D’un point de vue opérationnel, le factoring se décompose en plusieurs phases distinctes. Dans un premier temps, l’entreprise cliente (le cédant) transmet ses factures au factor (société d’affacturage). Ce dernier, après vérification, procède au financement anticipé, généralement à hauteur de 80 à 90% du montant des créances cédées. Le solde sera versé lors du règlement effectif par le débiteur cédé, déduction faite des commissions et frais du factor.
Trois fonctions principales caractérisent le factoring :
- Le financement immédiat des créances clients
- La gestion du poste clients (relances, encaissements)
- La garantie contre les risques d’impayés (selon les contrats)
Les contrats de factoring peuvent prendre différentes formes. Le factoring classique (ou full factoring) intègre les trois fonctions précitées. Le factoring confidentiel permet de préserver la relation client en masquant l’intervention du factor. L’affacturage inversé (reverse factoring) est initié par le débiteur pour sécuriser ses fournisseurs. Enfin, le maturity factoring n’offre pas de financement anticipé mais uniquement une garantie contre les impayés.

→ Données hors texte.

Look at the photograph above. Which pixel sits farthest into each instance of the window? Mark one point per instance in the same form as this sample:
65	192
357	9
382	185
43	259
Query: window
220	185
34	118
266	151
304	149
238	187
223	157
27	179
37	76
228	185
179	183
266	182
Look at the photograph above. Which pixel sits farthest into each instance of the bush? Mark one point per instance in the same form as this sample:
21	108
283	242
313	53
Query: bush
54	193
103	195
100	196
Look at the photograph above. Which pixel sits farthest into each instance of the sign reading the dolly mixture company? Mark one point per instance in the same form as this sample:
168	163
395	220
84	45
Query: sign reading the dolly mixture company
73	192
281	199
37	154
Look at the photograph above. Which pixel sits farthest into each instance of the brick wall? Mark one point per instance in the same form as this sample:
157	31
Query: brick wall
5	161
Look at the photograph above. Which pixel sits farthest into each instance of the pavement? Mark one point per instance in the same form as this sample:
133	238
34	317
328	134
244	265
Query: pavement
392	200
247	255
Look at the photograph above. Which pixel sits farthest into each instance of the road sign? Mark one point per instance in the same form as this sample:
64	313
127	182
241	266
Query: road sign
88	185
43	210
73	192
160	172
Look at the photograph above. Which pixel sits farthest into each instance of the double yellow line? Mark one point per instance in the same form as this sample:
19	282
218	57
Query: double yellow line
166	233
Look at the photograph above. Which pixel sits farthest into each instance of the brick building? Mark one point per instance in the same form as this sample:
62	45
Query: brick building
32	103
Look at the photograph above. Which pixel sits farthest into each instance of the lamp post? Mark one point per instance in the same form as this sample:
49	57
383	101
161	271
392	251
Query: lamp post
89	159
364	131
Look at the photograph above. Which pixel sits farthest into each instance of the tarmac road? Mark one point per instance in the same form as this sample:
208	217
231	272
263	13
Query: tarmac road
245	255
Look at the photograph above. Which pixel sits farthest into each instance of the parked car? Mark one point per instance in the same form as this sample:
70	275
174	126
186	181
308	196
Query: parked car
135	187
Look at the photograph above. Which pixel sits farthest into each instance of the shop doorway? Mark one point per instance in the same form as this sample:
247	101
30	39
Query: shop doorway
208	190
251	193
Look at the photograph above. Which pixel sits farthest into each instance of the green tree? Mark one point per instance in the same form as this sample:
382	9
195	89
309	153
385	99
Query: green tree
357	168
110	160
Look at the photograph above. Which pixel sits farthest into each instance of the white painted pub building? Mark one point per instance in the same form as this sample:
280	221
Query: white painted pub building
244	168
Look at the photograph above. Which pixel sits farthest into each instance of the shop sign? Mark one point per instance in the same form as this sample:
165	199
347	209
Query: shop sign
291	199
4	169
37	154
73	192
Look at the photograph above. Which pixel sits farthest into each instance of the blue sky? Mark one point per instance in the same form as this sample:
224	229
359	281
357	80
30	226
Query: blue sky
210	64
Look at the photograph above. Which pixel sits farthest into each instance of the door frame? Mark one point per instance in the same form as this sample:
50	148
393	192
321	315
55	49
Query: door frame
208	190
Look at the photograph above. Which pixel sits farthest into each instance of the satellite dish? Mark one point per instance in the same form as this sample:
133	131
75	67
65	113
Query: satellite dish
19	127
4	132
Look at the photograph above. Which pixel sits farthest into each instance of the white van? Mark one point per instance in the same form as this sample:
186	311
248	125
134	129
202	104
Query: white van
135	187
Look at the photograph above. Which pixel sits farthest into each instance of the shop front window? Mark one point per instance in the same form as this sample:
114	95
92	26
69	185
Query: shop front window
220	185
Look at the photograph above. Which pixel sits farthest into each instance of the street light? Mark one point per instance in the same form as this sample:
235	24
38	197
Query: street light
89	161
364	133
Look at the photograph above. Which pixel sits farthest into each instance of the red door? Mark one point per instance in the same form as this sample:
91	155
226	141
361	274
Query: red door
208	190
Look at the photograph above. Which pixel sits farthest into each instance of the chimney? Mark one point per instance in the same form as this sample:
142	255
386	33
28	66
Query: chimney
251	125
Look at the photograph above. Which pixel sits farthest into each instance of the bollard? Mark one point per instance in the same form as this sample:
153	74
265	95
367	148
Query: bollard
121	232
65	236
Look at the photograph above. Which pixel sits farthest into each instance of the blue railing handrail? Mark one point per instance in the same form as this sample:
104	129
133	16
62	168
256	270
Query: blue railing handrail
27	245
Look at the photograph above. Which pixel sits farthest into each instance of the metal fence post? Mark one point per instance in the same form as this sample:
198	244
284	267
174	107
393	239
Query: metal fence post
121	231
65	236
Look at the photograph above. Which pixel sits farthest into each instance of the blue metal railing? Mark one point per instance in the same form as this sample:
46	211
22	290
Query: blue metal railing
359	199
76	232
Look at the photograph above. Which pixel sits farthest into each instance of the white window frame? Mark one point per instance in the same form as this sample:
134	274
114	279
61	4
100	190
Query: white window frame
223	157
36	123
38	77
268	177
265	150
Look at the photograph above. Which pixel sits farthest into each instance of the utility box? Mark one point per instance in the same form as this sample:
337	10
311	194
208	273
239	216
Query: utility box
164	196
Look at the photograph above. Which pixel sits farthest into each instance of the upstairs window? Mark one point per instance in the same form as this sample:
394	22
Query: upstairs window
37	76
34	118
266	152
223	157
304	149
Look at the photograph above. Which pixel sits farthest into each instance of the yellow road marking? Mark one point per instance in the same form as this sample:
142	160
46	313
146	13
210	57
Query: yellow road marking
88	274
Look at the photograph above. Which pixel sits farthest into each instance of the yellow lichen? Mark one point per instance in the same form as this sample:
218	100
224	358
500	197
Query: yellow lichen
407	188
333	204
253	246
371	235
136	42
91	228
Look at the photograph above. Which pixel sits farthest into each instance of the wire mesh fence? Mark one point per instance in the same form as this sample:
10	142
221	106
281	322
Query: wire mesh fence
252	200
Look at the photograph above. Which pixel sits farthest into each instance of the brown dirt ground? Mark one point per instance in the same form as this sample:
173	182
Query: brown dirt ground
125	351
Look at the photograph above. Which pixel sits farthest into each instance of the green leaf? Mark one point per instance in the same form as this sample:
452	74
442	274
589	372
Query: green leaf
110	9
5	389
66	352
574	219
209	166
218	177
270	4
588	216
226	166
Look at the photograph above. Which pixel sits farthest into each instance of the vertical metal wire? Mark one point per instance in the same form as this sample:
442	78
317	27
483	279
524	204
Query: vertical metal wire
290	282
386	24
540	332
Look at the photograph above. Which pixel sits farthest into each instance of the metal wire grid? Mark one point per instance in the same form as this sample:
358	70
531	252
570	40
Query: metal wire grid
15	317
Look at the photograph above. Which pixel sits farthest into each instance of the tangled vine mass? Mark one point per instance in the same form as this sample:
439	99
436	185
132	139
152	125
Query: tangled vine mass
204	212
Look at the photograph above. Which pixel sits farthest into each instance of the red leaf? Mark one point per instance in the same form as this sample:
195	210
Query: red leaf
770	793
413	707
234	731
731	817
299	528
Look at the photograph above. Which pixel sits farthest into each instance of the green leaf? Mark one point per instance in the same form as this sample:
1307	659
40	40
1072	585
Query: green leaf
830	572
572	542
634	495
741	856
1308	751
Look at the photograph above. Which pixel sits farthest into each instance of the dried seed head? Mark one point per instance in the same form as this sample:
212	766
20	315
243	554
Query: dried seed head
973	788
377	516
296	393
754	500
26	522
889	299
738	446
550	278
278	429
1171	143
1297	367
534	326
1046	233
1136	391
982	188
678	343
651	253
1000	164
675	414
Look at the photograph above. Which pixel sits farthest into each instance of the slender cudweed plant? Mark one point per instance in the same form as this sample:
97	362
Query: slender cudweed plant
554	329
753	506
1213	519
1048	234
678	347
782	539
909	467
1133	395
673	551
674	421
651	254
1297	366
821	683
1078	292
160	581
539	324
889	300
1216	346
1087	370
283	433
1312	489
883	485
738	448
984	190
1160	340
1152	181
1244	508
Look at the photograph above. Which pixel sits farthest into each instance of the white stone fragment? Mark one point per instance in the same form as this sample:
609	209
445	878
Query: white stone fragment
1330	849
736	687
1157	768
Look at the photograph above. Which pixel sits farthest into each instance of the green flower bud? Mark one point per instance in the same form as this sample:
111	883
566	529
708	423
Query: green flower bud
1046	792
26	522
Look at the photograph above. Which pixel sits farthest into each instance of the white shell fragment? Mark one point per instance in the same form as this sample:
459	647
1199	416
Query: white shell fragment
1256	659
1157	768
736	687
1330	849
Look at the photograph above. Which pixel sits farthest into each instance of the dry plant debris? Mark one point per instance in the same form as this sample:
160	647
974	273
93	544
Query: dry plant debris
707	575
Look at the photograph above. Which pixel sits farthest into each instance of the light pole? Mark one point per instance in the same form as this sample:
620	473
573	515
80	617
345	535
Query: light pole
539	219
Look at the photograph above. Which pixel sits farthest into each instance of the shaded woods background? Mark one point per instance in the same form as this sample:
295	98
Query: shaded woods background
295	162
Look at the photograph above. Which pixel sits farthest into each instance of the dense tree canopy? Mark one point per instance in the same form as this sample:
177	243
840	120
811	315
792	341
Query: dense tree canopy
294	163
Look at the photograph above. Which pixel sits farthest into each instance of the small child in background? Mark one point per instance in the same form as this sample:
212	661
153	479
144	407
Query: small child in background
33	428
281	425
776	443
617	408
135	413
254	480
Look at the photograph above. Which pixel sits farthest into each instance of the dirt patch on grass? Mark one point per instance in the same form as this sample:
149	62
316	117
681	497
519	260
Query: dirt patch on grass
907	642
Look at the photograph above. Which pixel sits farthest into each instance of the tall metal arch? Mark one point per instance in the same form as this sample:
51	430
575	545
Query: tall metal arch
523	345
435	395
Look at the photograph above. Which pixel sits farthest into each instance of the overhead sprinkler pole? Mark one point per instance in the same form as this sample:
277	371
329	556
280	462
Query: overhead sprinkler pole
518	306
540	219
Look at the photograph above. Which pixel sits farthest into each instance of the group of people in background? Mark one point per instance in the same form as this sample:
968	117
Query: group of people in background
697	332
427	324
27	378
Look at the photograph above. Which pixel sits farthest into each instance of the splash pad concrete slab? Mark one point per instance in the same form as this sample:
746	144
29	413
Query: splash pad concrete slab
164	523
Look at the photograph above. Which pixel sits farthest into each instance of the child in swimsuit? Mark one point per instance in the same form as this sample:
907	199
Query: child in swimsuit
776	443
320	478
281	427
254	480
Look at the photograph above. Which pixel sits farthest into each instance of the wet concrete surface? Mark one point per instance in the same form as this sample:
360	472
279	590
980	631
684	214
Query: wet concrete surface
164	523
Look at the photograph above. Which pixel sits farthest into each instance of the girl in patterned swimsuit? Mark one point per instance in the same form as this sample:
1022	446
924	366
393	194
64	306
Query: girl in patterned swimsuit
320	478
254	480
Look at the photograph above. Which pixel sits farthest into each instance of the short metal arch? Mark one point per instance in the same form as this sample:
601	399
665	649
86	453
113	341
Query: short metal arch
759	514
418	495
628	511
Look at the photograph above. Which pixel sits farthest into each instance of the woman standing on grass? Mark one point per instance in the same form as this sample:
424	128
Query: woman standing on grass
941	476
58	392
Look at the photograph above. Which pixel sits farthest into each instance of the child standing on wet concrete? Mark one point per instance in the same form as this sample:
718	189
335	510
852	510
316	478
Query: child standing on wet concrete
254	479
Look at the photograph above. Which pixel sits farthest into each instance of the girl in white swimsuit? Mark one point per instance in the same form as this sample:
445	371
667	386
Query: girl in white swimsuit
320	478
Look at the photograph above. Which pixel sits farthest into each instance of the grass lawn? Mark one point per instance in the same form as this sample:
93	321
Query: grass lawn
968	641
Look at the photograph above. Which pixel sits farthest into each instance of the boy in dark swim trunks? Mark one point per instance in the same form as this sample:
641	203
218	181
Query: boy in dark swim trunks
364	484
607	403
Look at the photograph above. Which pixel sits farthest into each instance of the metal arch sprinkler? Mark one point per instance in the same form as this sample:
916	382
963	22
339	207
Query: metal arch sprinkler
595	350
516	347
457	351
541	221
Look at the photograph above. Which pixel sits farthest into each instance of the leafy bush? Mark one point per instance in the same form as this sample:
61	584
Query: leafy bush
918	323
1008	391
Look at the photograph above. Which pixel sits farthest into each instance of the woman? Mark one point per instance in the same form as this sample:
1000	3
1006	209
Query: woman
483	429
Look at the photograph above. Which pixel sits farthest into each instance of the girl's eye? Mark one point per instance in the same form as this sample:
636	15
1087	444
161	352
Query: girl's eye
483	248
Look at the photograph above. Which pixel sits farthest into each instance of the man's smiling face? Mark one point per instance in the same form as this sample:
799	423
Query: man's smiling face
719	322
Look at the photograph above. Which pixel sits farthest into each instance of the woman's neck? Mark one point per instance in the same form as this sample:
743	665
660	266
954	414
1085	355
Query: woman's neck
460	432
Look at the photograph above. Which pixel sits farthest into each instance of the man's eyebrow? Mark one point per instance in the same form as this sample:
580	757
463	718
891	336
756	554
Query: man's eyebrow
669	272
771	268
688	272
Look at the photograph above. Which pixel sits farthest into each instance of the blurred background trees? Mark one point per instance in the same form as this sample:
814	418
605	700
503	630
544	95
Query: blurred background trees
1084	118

Sur le plan comptable, le traitement du factoring dépend de la nature du contrat. Lorsque le transfert des risques est effectif (factoring sans recours), les créances cédées sortent du bilan du cédant. En revanche, dans le cas d’un factoring avec recours, les créances demeurent au bilan, avec inscription d’une dette financière correspondant au financement reçu.
Le coût du factoring se décompose généralement en deux éléments : une commission d’affacturage (0,5% à 2,5% du montant des factures) rémunérant la gestion et la garantie, et des intérêts sur le financement anticipé, calculés sur la base d’un taux souvent indexé sur l’Euribor majoré d’une marge.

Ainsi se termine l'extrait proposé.